Educated by Tara Westover had been on my to-read list for a couple of years. I listened to it on Audible, but I wish I had a copy. Born to Mormon survivalists in the mountains of Idaho, Westover was 17 the first time she stepped into a classroom on the campus of BYU. The following passage strikes at the heart of this book and the ideology of Westover’s childhood. This conversation is the steppingstone she needs to further education—at Cambridge, then Harvard.
“By the end of the semester the world felt big, and it was hard to imagine returning to the mountain, to a kitchen, or even to a piano in a room next to the kitchen. This caused a kind of crisis in me. My love of music and my desire to study it had been compatible with my idea of what a woman is. My love of history and politics and world affairs was not, and yet they called to me. A few days before finals, I sat for an hour with my friend Josh in an empty classroom. He was reviewing his applications for law school. I was choosing my courses for the next semester. ‘If you were a woman,’ I asked, ‘would you still study law?’
Josh didn’t look up. ‘If I were a woman,’ he said, ‘I wouldn’t want to study it.’
‘But you’ve talked about nothing but law school for as long as I’ve known you,’ I said. ‘It’s your dream. Isn’t it?’
‘It is,’ he admitted, ‘but it wouldn’t be if I were a woman. Women are made differently. They don’t have this ambition. Their ambition is for children.’ He smiled at me as if I knew what he were talking about, and I did. I smiled, and for a few seconds, we were in agreement.
Then, ‘But what if you were a woman and somehow you felt exactly as you do now?’
Josh’s eyes fixed on the wall for a moment.
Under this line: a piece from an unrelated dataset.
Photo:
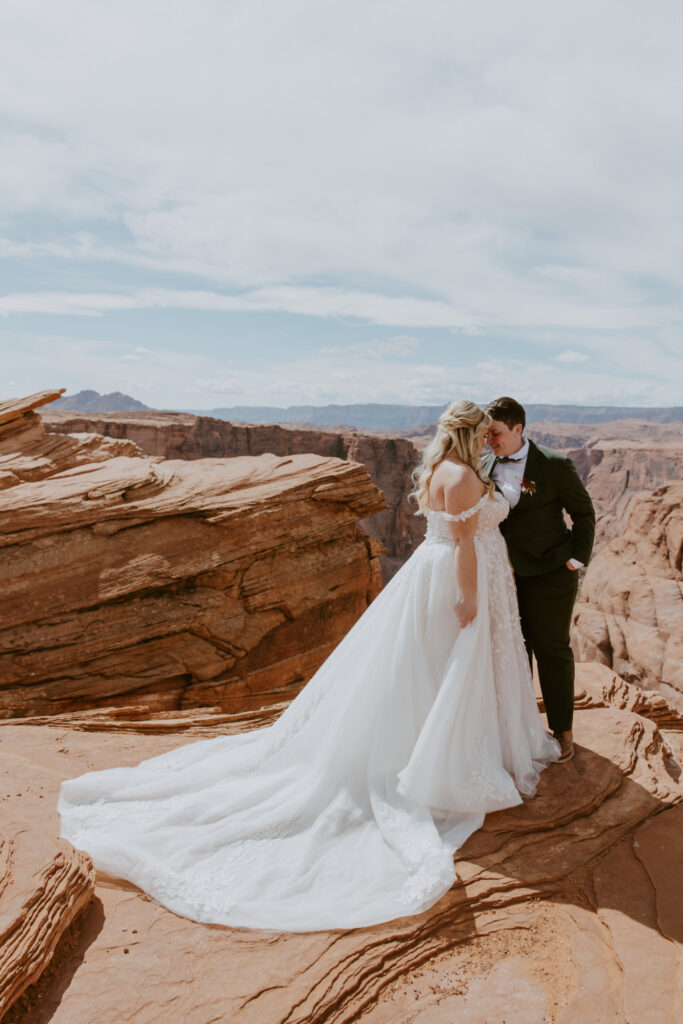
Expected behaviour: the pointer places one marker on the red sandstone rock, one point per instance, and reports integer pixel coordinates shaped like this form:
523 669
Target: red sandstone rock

He was really thinking about it. Then he said, ‘I’d know something was wrong with me.’
Mary Karr’s The Liars’ Club was a trudge for me. There are funny and heartbreaking parts. I enjoyed Karr’s vocabulary and sentences and images, but for whatever reason, I didn’t feel compelled to turn pages. In connection with the other two memoirs, all three authors goes through tough injustices. Hammon and Westover both triumph and learn something about themselves. As for Karr, I prefer her book The Art of Memoir, especially if you’re interested in writing one.
My friend asked the question, “If you could tell your younger self anything, what would you say?” And so here goes:
Dear Little Crystal,
Be true to yourself and live your God-given purpose. Be honest and courageous, proud, confident, and unapologetic. Keep your body, mind, and spirit strong. Love wholly and forgive fully. Don’t let anyone shut you up or down. Maintain boundaries for bullshit and remember you can do hard things.
Your Bigger, Wiser Self
And as a follow-up, “If you could encourage yourself in any way today, what would you say?”
Be kind to yourself, progress is progress, and don’t ever forget your own best advice. I love you!